David Prosser shares his thoughts on our recent sector review.
All change then for the investment company classifications. The AIC has announced that a third of its current sectors are to be renamed and that 13 new sectors will be added to the current list of 46, each one taking a small number of funds from their existing homes. All in all, it’s quite a shake-up.
But is this exercise simply a matter of housekeeping, or does it represent something more fundamental? Well, in the grand scheme of things, the way in which funds are classified is a secondary issue. Investors and their advisers often buy funds with little appreciation of the sector in which they sit – and they tend to focus more on absolute performance than relative returns.
Nevertheless, it would be a mistake to think sector groupings aren’t important. They do provide a yardstick for making a judgement on how well, or otherwise, a fund is doing. If you’re invested in a fund with exposure to Japanese smaller companies, comparisons with other funds that have similar exposures are obviously more helpful than, say, a cross-check against a fund stuffed with US corporate bonds.
This is one reason why the AIC’s reorganisation is important. By tightening its sector classifications so that each group contains a less diverse range of funds, investors and advisers should find it easier to make meaningful comparisons. That’s important both when choosing a fund in the first place and when reviewing its performance (though data comparisons alone have their limitations).
However, there’s something else interesting going on here too. The biggest driver of the AIC’s shake-up has been its recognition that the past five years or so has seen a big spike in the number of closed-ended funds that offer investors exposure to alternative assets.
In fact, the rise in alternative assets under management has been remarkable. The sums invested by investment companies in alternative assets has jumped from £39.5bn to £75.9bn since 2019, a 92 per cent increase.
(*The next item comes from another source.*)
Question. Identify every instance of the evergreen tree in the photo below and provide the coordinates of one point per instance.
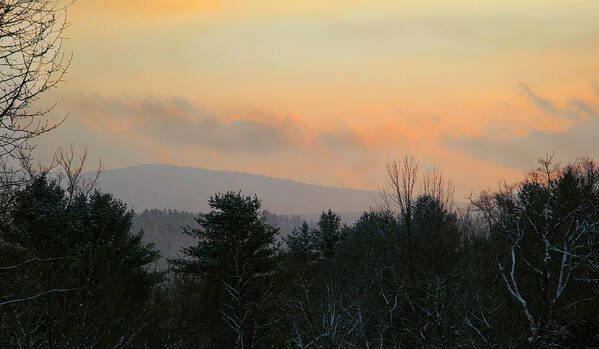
(83, 276)
(235, 256)
(328, 234)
It’s not just scale that has increased; there has also been a striking broadening in the range of alternative assets available. Not only has the choice increased in conventional alternative asset classes such as debt and property, but we’ve also seen the emergence of completely new areas of investment. The AIC’s new Royalties sector, for funds that invest in royalties in the performing arts, may only have one constituent for the time being, but it’s a case in point.
In light of this trend, the AIC’s existing classifications had begun to look out of date: they haven’t kept pace with the fast-expanding choice of funds available to investors looking for less conventional asset allocation options.
In that context, this reclassification is also a reminder of how the unique attributes of investment companies mean they are so suited to investing in alternative assets, which are may be illiquid or prone to swings in sentiment.
The closed-ended structure of the fund leaves the manager free to get on with running the assets, rather than having to worry about inflows and outflows of investors’ cash. The problems experienced by open-ended property funds following Brexit, when several had to close temporarily to redemptions, illustrates the potential difficulties of holding illiquid assets in other types of vehicle.
All in all, then, the AIC’s new sector classifications are more than just a reorganisation. The exercise offers a snapshot of how the investment company industry as a whole is evolving and innovating – and, most importantly of all, it makes it more straightforward for investors and advisers to get to grips with the new opportunities emerging.